Seicento giorni da Segretario, un leader giovane eppure molto conosciuto nel territorio, sia per radici che per la sua attività di giornalista a Pomezia e nel territorio Pontino. Incontro Stefano Mengozzi di primo mattino, è stato il Direttore del giornale per cui ho scritto, la confidenza è immediata e non c’è bisogno di preamboli. Un caffè al bar seduti in un tavolo all’aperto, per potersi consentire la prima sigaretta di una giornata che si preannuncia, a giudicare dalle telefonate che riceve, molto lunga. Poi spegne il telefono, è il segno che si può cominciare.

Stefano sei il Segretario del partito da 20 mesi, possiamo già fare un bilancio di questa esperienza? Ti sei pentito?
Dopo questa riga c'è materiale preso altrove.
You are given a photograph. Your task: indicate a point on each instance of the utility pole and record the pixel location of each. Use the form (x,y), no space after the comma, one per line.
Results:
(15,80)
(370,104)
«No non sono pentito, assolutamente!» sorride della provocazione che forse si aspettava: «Una domanda che mi piace. È un’esperienza faticosa ma molto, molto bella. Quando ho iniziato sapevo che il percorso era di ricostruzione di una classe dirigente del partito, non solo a livello politico ma anche e soprattutto aggregativo, di voglia di condividere e di condivisione. Voglio aggiungere che è anche e soprattutto un’esperienza appassionante. Davvero. Il momento più bello è stata la “Festa de l’Unità” di quest’estate, dove ho ritrovato compagni storici che erano anni che non si affacciavano più alla politica e che ti ritrovi, di colpo, nelle cucine a servire ai tavoli e a collaborare con un entusiasmo nuovo, ritrovato. Che si sentono di nuovo parte di una comunità che vuole fare il bene di tutti.

Sei alla prima grande esperienza politica dopo esser stato osservatore e giornalista. La tua percezione della politica è diversa adesso rispetto a prima?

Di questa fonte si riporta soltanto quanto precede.